I’d thought about that place already, where nobody knows your name.  I wanted that feeling.  I thought it would be wonderful and free. 
    
“What about the grappa?  What’s that?”

“I never knew, but close as I can figure its Italian moonshine.  White liquor, not much taste, and potent as all get out.  We didn’t drink his grappa often, and when we did we tried not to drink much of it, because it packed a punch that grappa, and we had a ways to walk home.  I’d rather had whiskey, but hey it was prohibition.  You took what you could get and hoped whatever you drank wouldn’t make you go blind.”

“Did people really go blind from drinking rotgut stuff like they say?”

“No that's just something we used to say.  I never knew anybody that went blind from drinking.  They got sick but those were mostly hangovers.  They talked about bad bathtub gin but I think those stories were Methodist propaganda.  Drinking’s like anything else, too much of it is almost always a bad thing.  But a little of its OK.”

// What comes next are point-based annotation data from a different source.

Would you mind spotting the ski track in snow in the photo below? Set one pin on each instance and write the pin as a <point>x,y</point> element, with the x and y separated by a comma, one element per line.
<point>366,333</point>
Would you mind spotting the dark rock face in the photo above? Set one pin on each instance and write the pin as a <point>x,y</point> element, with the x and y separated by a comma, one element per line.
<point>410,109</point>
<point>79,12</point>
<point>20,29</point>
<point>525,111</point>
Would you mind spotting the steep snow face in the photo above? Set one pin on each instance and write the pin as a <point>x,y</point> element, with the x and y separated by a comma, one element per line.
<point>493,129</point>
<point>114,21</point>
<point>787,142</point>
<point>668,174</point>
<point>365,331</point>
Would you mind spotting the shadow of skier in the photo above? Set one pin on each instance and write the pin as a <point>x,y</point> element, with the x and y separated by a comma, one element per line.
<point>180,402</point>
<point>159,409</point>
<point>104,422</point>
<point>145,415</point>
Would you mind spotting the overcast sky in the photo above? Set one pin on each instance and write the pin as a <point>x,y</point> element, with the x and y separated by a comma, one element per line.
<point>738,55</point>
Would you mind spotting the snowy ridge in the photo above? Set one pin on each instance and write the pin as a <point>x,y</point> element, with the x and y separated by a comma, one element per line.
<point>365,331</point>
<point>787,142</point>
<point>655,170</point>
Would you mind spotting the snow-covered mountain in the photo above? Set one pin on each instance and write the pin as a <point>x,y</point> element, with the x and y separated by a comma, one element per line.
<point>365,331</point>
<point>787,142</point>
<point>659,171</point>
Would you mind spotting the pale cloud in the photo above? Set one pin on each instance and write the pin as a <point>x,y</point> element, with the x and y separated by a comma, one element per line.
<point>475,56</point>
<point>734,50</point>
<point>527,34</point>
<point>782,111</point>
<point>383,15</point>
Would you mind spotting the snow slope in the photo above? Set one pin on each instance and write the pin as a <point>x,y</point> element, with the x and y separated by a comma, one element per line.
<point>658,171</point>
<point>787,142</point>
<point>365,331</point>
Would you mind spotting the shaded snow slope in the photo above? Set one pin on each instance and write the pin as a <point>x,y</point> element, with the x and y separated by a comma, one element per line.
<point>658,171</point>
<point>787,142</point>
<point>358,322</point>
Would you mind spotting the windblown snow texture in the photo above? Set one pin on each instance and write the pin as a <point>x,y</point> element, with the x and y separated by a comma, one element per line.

He paused and looked at me closer.

“You’re not drinking are you?”

“No.”

“Well, I hope that’s true because you are too young.  But you probably will.  Be careful when you do.”

My Dad never tried to steer me into a career, a course of study, or a way of life.  He gave his advice on the sly.  You had to listen closely.  Mom would tell me, sometimes loudly, when she thought I was doing wrong but Dad rarely did.  I believe he thought I could learn how to best live by living.  Somehow I felt he always believed in me, and that my life would turn out all right. I think somehow he created that feeling.  I don’t know how.  He could have been so different.  I gave him plenty of opportunities to doubt that approach, but he stayed the course.   I loved him for that.